Related reading, from the font designer's side: “Oh, oh, zero!” by Charles Bigelow (of Bigelow and Holmes, makers of typefaces like Lucida and Wingdings), published in TUGboat the journal of the TeX users group: https://tug.org/TUGboat/tb34-2/tb107bigelow-zero.pdf
> Related reading, from the font designer's side: “Oh, oh, zero!” by Charles Bigelow
I don't know. People tend to use the letter 'O' a lot. And people tend to use zero '0' a lot too.
Who gives a fuck about "Oh"? I mean, seriously, which percentage of articles, blog, PDFs, webpages, products etc. throughout the world have have 'O' and '0' that can be mistaken one for another? And which percentage have "Oh"?
When was the last time a user had to read a product ID over the phone and did misread big O / "Oh" for 0?
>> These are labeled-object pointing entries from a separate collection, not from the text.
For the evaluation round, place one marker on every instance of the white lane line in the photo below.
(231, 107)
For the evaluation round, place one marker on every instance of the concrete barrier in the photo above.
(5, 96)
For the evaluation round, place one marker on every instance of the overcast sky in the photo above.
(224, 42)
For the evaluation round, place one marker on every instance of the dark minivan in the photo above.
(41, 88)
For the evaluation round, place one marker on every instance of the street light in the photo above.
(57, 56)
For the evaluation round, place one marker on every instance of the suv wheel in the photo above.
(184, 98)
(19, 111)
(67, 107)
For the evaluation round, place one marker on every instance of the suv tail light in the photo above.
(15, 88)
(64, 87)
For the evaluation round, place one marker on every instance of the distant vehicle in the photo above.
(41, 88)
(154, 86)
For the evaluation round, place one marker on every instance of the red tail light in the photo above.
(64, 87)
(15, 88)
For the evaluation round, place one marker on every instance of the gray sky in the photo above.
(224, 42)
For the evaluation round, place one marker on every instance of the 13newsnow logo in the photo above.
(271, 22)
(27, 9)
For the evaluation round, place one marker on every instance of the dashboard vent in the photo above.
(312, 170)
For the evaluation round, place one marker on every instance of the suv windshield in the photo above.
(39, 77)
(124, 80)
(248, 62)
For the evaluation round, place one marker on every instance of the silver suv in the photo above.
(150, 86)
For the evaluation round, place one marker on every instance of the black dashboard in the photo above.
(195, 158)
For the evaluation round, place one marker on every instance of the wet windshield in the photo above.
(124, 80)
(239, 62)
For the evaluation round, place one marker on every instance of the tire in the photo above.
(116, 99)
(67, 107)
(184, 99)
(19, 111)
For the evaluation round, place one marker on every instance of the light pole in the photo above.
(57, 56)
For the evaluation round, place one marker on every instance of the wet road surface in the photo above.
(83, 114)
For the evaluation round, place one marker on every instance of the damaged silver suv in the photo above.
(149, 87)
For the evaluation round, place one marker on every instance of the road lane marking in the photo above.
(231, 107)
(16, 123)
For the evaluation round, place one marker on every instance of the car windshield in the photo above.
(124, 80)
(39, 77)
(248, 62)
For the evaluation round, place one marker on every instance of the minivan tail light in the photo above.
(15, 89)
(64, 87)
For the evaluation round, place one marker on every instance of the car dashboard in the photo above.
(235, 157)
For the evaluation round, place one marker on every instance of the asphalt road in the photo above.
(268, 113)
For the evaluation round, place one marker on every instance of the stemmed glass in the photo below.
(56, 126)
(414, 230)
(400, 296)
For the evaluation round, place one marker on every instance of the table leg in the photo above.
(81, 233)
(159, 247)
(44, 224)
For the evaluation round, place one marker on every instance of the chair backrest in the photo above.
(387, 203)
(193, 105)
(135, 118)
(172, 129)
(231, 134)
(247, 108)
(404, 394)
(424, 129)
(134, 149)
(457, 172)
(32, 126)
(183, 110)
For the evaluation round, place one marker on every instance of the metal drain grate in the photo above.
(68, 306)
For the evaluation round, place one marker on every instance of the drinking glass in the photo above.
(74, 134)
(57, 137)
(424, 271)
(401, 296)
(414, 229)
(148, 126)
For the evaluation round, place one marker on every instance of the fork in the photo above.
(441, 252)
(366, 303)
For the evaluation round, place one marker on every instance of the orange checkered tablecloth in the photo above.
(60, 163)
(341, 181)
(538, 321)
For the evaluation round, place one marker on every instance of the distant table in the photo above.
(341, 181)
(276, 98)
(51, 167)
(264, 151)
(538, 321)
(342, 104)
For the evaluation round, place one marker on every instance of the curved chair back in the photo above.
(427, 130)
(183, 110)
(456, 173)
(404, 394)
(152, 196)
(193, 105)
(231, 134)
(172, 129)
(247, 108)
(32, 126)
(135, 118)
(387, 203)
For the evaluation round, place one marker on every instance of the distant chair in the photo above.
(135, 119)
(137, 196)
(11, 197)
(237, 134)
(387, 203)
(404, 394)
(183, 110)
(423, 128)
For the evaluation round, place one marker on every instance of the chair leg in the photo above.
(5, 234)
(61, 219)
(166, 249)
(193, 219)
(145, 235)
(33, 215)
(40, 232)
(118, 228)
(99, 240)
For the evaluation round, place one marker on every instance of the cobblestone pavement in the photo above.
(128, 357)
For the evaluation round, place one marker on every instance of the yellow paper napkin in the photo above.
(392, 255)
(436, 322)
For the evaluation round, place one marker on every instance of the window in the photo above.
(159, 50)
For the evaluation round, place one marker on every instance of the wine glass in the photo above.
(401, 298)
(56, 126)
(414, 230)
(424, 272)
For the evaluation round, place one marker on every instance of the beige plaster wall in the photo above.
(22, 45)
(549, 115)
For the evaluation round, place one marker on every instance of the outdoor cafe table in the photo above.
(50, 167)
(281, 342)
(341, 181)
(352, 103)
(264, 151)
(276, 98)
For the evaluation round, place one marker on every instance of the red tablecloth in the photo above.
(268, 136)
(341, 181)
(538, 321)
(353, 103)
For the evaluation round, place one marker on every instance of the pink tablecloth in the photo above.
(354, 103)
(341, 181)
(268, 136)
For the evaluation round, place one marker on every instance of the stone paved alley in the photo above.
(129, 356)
I don't even think there was a last time, because nobody is using "Oh" in identifiers.
While, on the other hand, it's perfectly fine to use a slashed-zero for zero, to be sure nobody mistakes it for the letter 'O'.
So basically: your link and TFA aren't that related.
I'm not sure I understand your comment, because at first glance it seems to be making a distinction between "Oh" and "O", when Bigelow's article is using "Oh" as the name/vocalization of the letter 'O' (as should be clear from the very first sentence, even if not the title).
So, assuming (still not clear from your comment) that you do understand "oh" to mean the letter 'O', as intended, still your comment is surprising, because some of your own other comments talk about O/0, and the submitted post here too starts with that very example:
> What are visually ambiguous characters?
> O / 0 - The letter O and the number 0 can look very similar
So surely the article is relevant to (at least the first example of) the post? I admit it goes much deeper into just this one example, and only a bit into other examples like 1/l/I and 2/Z or 5/S, but still it's relevant and of value as a representative example I think.